If you take the distance between the North and South pole and divide it by ten million: voilà, you have a meter!
NB: The circumference of the Earth is ~40k km—this definition of a meter should instead mention the distance from the North or South pole to the Equator.
RE: GPT getting dumber, that paper is horrendous.
The code gen portion was completely thrown off because of Markdown syntax (the authors mistook back-ticks for single-quotes, afaict). I think the update to make there is that it is decent evidence that there was some RLHF on ChatGPT outputs. If you remember from that “a human being will die if you don’t reply with pure JSON” tweet, even that final JSON code was escaped with markdown. My modal guess is that markdown was inserted via cludge to make the ChatGPT UX better, and then RLHF was done on that cludged output. Code sections are often mislabeled for what language they contain. My secondary guess is that the authors used an API which had this cludged added on top of it, such that GPT just wouldn’t output plaintext code, tho that is baffled by the “there were any passing examples”.

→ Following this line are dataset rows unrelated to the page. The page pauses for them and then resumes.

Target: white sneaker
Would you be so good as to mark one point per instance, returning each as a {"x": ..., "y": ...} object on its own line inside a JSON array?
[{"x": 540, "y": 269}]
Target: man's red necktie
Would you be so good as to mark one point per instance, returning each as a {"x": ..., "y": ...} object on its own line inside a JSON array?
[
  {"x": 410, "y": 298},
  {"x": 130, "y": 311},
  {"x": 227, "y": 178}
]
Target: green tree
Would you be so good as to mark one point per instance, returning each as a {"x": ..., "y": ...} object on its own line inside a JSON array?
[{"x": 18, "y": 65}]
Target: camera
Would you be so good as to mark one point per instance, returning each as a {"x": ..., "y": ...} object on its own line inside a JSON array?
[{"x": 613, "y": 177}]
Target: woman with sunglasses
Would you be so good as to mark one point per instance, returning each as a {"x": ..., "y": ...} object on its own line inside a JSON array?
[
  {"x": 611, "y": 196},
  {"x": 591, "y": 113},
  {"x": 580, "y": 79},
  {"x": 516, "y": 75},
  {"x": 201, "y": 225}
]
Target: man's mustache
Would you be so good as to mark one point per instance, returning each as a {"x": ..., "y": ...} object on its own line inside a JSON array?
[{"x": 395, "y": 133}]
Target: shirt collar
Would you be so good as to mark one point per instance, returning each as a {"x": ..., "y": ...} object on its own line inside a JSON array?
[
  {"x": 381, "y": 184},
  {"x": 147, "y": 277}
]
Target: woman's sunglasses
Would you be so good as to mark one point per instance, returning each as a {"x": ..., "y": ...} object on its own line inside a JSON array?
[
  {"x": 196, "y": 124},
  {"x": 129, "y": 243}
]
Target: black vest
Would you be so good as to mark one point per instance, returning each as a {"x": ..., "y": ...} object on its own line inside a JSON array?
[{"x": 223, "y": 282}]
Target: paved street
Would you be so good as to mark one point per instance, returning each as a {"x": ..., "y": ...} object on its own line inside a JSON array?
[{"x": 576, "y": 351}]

In the math portion they say GPT-4-0613 only averaged 3.8 CHARACTERS per response. Note that “[NO]” and “[YES]” both contain more than 3.8 characters. Note that GPT-4 does not answer hardly any queries with a single word. Note that the paper’s example answer for the primality question included 1000 characters, so the remaining questions apparently averaged 3 characters flat. Even if you think they only fucked up that data analysis: I also replicated GPT-4 failing to solve “large” number primality, and am close to calling a that cherry picked example. It is a legit difficult problem for GPT, I agree that anyone who goes to ChatGPT to replicate will agree the answer they get back is a coin flip at best. But we need to say it again for the kids in the back: the claim is that GPT-4 got 2% on yes/no questions. What do we call a process that gets 2% on coin flip questions?